# Rawrie... Gone just like that.



## Betta Slave (Dec 8, 2009)

She was absolutely fine this morning... 

I think her internal parasites must've been really bad... the water was fine, the right temperature, clean, clear... Has she not refused to eat her pellets soaked in garlic juice that probably would have helped. 

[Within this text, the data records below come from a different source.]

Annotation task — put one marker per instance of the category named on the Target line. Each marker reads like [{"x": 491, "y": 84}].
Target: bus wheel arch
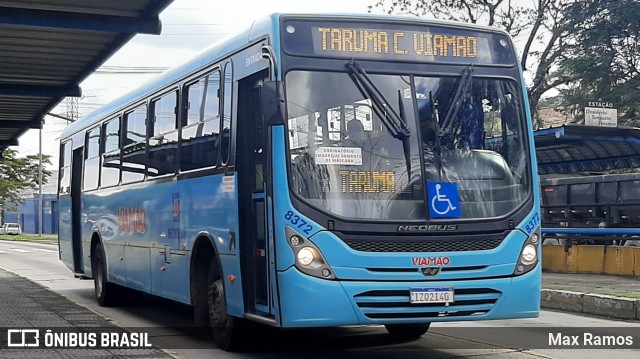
[
  {"x": 208, "y": 295},
  {"x": 203, "y": 255},
  {"x": 106, "y": 292}
]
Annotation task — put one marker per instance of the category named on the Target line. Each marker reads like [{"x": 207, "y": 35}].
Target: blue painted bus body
[{"x": 157, "y": 259}]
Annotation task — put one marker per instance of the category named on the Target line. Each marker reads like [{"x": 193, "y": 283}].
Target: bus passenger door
[
  {"x": 76, "y": 209},
  {"x": 251, "y": 166}
]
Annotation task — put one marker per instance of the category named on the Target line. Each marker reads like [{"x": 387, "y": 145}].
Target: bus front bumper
[{"x": 309, "y": 302}]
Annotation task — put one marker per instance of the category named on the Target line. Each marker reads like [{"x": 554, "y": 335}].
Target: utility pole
[{"x": 40, "y": 180}]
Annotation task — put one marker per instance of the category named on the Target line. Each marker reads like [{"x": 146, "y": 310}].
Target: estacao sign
[{"x": 598, "y": 113}]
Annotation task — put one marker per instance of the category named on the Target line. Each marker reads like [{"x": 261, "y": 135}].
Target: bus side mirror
[{"x": 272, "y": 103}]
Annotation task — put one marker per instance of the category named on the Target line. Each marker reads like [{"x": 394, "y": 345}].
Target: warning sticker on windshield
[{"x": 339, "y": 156}]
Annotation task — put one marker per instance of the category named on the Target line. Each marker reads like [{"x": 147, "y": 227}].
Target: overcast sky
[{"x": 188, "y": 27}]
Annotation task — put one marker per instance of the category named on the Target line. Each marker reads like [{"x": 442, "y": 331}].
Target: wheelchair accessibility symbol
[{"x": 444, "y": 201}]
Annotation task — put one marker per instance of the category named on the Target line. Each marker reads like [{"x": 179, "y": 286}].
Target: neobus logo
[
  {"x": 429, "y": 228},
  {"x": 132, "y": 219}
]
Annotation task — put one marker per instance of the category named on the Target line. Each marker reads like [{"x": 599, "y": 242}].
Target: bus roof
[{"x": 264, "y": 26}]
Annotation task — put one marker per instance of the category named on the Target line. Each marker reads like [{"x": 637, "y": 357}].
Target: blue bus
[{"x": 316, "y": 170}]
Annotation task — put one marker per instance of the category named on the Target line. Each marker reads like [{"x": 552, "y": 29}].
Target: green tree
[
  {"x": 18, "y": 174},
  {"x": 544, "y": 24},
  {"x": 604, "y": 58}
]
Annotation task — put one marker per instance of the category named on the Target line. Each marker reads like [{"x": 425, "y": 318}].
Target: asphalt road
[{"x": 490, "y": 339}]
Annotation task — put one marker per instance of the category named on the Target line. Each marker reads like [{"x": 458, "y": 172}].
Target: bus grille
[
  {"x": 446, "y": 245},
  {"x": 395, "y": 304}
]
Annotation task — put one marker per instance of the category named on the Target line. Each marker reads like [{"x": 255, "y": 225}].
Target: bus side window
[
  {"x": 163, "y": 143},
  {"x": 92, "y": 160},
  {"x": 65, "y": 168},
  {"x": 110, "y": 174},
  {"x": 201, "y": 132},
  {"x": 134, "y": 145},
  {"x": 225, "y": 144}
]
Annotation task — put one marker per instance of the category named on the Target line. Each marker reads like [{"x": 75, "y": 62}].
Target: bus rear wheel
[
  {"x": 407, "y": 331},
  {"x": 105, "y": 291},
  {"x": 225, "y": 327}
]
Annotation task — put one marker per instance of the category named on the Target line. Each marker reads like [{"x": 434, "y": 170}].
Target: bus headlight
[
  {"x": 529, "y": 254},
  {"x": 528, "y": 258},
  {"x": 308, "y": 258}
]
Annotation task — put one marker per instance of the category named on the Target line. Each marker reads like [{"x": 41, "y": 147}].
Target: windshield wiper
[
  {"x": 458, "y": 97},
  {"x": 435, "y": 119},
  {"x": 390, "y": 118},
  {"x": 394, "y": 122}
]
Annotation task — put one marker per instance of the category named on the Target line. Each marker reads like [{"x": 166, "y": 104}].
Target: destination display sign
[{"x": 397, "y": 42}]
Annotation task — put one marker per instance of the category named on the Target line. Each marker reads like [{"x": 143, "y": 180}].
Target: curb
[{"x": 598, "y": 304}]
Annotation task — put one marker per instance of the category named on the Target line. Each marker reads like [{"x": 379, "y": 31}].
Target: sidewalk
[
  {"x": 606, "y": 295},
  {"x": 27, "y": 305}
]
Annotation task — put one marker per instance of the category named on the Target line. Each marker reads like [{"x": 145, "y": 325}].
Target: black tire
[
  {"x": 106, "y": 293},
  {"x": 225, "y": 327},
  {"x": 407, "y": 331}
]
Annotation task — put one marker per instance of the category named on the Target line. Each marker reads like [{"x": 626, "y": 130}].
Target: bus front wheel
[
  {"x": 224, "y": 326},
  {"x": 407, "y": 331},
  {"x": 105, "y": 291}
]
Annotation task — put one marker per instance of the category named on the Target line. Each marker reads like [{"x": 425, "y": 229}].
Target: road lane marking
[
  {"x": 19, "y": 250},
  {"x": 45, "y": 250}
]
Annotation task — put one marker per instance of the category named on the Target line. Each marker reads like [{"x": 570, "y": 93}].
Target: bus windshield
[{"x": 348, "y": 159}]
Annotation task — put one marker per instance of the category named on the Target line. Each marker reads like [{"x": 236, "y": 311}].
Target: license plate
[{"x": 431, "y": 295}]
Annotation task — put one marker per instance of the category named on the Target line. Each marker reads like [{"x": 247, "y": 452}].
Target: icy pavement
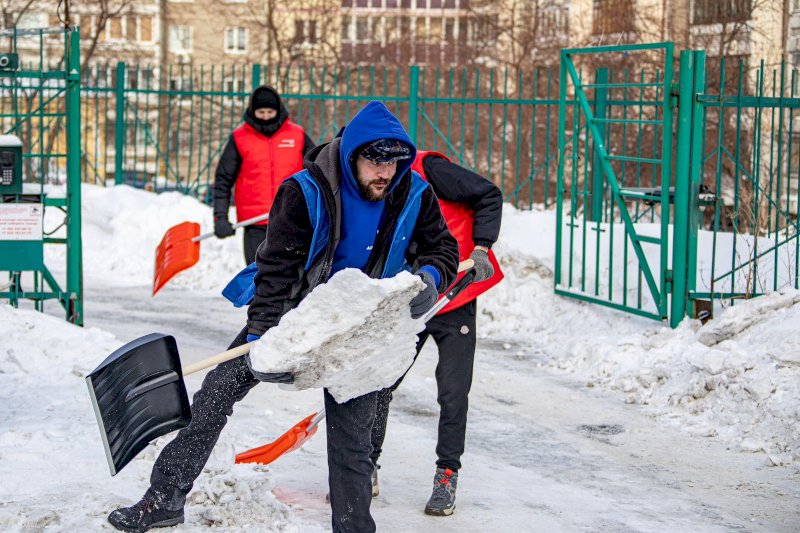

I'm sorry, Rawrie... I did as much as I could to help you. 

R.I.P </3


----------



## fleetfish (Jun 29, 2010)

Awww ... so sorry. Sometimes they have problems that we don't forsee. RIP little girl


----------



## vaygirl (Sep 10, 2009)

I'm sorry about Rawrie.  RIP little girl.


----------



## CodeRed (Jun 11, 2009)

I'm sorry BS. You know how it is. Sometimes it just can't be helped.


----------



## SaylorKennedy (Aug 11, 2009)

Sorry BS.
RIP Rawrie.


----------



## xswornxoffxjello (Mar 18, 2010)

I'm so sorry about Rawrie.


----------



## wallywestisthebest333 (Nov 30, 2009)

I'm so sorry BS.! <:[ Hopefully this wave ends with Rawrie! <3 *huggs* She had a good life while you had her and that's all a pet can ask for! <=]


----------